Санитарная рубка - Щукин Михаил Николаевич
Так и вытащили командира, как после рассказал ему сержант Мохов, уже в госпитале, с пулеметом в руках, потому что, потеряв сознание, он не разжал сведенные намертво пальцы — они будто закостенели.
И снова белые, с черными крапинками березы впечатывались в синее небо. Только березовка из полого стебелька не бежала, потому что стояла зима и снег под ногами громко поскрипывал, будто радовался, что обрел голос. Вязаный платок на Жене заиндевел по краям от дыхания, а губы были теплыми и мягкими.
— Подожди, — говорила она и, подняв ладонь, закрывалась варежкой. — Я тебе сказать хочу… Ты меня больше не пугай, иначе я с ума сойду. Я даже в церковь ходить стала, пока ты в госпитале лежал. Молитвы ни одной не знаю, стою перед свечкой и одно шепчу: только бы выздоровел, только бы выздоровел…
— Как видишь, здоров Иван Петров! На казенных харчах отъелся, а теперь еще и ты кормишь, разнесет меня скоро, ни в одну дверь не пролезу.
— Смеешься… А я ведь серьезно. Пообещай, что больше меня пугать не будешь, пообещай.
— Не буду
Женя убрала ладошку и, вздохнув, сама поцеловала его.
Не знали они в тот зимний день, что на свое любимое место, в загородную березовую рощу, больше не придут, не будет им туда дороги ни зимой, ни весной, ни летом, ни осенью — никогда.

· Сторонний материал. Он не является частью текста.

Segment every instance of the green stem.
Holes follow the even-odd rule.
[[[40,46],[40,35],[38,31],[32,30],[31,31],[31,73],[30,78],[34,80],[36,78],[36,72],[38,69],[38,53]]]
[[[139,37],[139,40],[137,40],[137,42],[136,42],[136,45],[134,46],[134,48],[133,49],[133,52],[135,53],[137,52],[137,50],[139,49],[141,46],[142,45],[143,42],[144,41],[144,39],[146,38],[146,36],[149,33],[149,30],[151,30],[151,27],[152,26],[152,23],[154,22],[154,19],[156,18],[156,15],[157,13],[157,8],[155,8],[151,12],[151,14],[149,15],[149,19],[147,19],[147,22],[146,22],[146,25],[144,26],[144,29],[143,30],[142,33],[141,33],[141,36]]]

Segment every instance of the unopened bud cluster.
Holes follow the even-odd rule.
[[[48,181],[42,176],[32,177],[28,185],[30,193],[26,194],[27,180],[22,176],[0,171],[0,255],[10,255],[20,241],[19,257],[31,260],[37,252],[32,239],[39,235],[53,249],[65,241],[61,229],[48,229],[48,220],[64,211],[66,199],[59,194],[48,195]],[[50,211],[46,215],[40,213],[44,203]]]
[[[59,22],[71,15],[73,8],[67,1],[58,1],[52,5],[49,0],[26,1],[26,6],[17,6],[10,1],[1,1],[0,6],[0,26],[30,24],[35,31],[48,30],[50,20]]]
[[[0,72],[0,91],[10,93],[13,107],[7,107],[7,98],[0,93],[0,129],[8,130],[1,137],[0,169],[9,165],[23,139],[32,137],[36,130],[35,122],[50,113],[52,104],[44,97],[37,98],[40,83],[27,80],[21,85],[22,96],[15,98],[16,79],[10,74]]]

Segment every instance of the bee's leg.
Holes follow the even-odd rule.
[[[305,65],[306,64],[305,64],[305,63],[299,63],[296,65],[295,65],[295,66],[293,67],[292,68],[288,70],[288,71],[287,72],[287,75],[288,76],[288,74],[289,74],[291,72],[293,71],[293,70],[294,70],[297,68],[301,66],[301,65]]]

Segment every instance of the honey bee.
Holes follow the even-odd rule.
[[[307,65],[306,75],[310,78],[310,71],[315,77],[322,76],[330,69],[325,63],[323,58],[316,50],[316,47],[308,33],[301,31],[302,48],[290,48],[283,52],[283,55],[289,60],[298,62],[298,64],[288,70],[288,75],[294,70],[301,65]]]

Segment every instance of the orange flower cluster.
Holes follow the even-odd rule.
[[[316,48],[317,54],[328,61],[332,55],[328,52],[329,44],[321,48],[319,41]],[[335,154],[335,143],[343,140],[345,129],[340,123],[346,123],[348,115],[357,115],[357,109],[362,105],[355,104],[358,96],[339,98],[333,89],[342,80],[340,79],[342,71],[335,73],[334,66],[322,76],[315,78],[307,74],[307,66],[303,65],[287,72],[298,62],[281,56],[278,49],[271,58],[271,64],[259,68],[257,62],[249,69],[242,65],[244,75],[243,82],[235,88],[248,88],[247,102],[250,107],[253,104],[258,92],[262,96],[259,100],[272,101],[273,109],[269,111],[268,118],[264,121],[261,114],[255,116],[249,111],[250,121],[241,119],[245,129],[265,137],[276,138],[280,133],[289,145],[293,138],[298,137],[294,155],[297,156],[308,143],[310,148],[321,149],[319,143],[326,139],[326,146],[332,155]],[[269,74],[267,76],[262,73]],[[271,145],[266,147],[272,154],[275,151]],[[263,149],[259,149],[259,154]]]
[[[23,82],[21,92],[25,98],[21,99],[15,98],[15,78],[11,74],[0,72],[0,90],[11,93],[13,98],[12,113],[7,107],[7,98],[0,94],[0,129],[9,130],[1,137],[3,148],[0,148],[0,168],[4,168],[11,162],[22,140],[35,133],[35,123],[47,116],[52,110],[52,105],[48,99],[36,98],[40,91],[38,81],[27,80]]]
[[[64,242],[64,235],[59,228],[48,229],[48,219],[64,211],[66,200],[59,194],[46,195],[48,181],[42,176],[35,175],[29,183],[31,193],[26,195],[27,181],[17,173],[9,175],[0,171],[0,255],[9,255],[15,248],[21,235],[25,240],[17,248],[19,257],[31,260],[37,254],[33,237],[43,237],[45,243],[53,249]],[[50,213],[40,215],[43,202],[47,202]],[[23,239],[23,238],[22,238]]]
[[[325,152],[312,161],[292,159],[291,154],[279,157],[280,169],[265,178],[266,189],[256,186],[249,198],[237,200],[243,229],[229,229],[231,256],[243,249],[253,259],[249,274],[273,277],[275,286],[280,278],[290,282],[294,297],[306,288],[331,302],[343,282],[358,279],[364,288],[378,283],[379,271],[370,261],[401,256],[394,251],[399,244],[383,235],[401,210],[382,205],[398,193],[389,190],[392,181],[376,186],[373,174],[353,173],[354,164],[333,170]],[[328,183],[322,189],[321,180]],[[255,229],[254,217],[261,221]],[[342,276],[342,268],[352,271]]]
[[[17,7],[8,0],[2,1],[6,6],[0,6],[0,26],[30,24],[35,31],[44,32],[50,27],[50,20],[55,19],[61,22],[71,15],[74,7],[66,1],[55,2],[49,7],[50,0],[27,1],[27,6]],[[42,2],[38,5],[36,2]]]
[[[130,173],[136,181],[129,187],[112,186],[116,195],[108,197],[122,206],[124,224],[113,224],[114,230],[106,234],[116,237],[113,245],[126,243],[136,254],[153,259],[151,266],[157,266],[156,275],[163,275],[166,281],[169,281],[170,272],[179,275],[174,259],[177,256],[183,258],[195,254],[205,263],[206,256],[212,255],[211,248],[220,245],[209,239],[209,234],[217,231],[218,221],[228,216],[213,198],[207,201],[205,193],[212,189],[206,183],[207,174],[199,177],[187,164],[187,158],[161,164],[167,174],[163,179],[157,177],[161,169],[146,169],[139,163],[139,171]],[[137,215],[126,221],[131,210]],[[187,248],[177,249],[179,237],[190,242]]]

Через месяц с небольшим капитана Богатырева переведут в другую часть, и маленький уютный городок на Урале придется поменять на Подмосковье, где обещанной квартиры, конечно, не будет, а достанется им крохотная комнатка в офицерском общежитии с общей, одной на всех жильцов, ванной и туалетом в конце длинного коридора. Не успеют они оглядеться и попривыкнугь к новому своему положению, как грянут иные времена, и Богатырев, ругаясь, а иногда и матерясь, станет ездить на службу в гражданской одежде, потому что в военной форме можно было нарваться на особо нервных граждан, потерявших голову от демократии и свободы слова. Одного из таких, очень уж рьяного, Богатырев, не удержавшись, положил на асфальт троллейбусной остановки, водрузил ему на прежнее место слетевшие очки и до самых ворот части шел пешком, сцепив зубы и не разжимая сжатых кулаков.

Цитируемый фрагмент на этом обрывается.